At its core, this is a story about waiting. Active waiting. The kind of waiting we usually aren’t very good at. What will be do, as we wait for baby Jesus arrive? Will we ready a space for Him? Clean out the corners, lay out new hay? If we are honest with ourselves, we like to jump right past the waiting part and take on active endeavors. We are nothing like the industrious rams, lambs, and geese. The tasks we like to set our minds to, are just that—things to ease our consciences and tell ourselves that we’ve got everything under control.

Last week, Dorcas Cheng-Tozun published an article entitled The Grace of Waiting: Advent 2019. She has a lot of say on this topic. And even though it doesn’t make sense at first glance, as I read her words, I immediately thought of Slates picture book. For the industrious waiting of the animals seems to highlight what Cheng-Tozun wants us to bear in mind. She says,
Advent is all about waiting — until it’s not. . .

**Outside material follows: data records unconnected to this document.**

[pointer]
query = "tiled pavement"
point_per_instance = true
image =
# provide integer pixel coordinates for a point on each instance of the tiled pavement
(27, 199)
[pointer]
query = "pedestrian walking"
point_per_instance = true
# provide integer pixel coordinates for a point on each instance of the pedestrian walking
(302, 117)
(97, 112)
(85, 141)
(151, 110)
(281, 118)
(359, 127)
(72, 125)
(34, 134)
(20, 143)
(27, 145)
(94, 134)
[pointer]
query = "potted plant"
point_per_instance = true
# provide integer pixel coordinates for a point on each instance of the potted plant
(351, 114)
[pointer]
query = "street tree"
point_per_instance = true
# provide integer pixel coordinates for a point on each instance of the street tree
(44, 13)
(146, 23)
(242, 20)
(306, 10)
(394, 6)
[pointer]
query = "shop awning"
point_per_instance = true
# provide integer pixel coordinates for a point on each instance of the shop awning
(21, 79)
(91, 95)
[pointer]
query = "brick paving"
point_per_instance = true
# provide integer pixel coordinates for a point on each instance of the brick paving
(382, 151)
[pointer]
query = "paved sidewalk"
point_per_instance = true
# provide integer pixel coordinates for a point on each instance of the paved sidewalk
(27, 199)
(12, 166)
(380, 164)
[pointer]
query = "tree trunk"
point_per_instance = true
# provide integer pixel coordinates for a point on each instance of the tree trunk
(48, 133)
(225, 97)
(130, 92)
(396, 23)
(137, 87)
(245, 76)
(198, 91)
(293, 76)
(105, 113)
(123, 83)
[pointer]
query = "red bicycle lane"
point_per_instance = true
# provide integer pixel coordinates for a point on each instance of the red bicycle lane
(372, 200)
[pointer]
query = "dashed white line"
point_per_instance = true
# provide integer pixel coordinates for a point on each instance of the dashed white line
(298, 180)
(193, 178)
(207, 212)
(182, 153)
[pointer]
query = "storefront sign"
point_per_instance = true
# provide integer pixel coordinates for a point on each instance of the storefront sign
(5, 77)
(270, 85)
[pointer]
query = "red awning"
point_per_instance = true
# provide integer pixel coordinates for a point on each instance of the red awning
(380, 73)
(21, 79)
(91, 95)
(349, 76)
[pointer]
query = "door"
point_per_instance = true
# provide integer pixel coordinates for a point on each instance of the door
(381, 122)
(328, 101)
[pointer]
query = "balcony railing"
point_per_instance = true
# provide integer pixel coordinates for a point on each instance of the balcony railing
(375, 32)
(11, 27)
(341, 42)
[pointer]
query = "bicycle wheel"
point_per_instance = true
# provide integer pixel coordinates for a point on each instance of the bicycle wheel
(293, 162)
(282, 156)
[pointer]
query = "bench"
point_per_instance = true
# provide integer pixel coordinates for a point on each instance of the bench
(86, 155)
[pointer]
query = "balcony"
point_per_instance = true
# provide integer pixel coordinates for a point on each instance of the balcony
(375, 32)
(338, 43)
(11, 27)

I have come to believe that, oftentimes, we need the waiting period. We need that time to wonder and worry and wander. We need the opportunity to try almost everything else: Can I fix it myself? Can I make this better? Can I find answers elsewhere?

And then, only then, are we ready to see the work of God. The failures, the missteps, the despair, the many, many disappointments — these both break and rebuild us.

In my most painful times of waiting, I have seen my own sense of control crumble. My ego has been severely deflated. The priorities that should never have been priorities fall away. And that creates space for me to see a little more clearly what’s real and true, what matters and what’s eternal.

. . . We need to be readied for change, and that takes time. So God waits. And he lets us wait with him. It may seem like we don’t bear much fruit during these arduous, confusing liminal spaces, but we can build up our courage, our faith, our hope, which in turn builds up our capacity to flower and bloom when the time is right.
The animals have done everything in their power to ready the barn for their special guest. And yet, some still doubt. “But it is dark,” says the cat. “They will never come,” says the rat. This is the moment when the waiting seems the hardest and most perplexing. But it’s also the moment when faith steps in. “Yes, they’ll come,” says the Mouse. “Someone’s coming to this house.”

And off in the distance, Mary and Joseph are seen, approaching at the barn. A short while later, all the animals look down upon a new baby in Mary’s arms and say, “Welcome, welcome to our house!”

Events hardly happen simultaneously. Time is ordered. Waiting is built in to prepare us for whatever is next. Yet the God of all space and time doesn’t leave us to get lost in this chronology. As He waits to introduce the next note, the next step, the next sneeze, He lets us to participate in the story and wait with Him. He doesn’t have to. But He chooses to include us, the ordinary characters full of worries, doubts, and refrains.

I wonder if this might change our idea of waiting this Advent. Waiting as a gift? I know it’s given me reason to pause.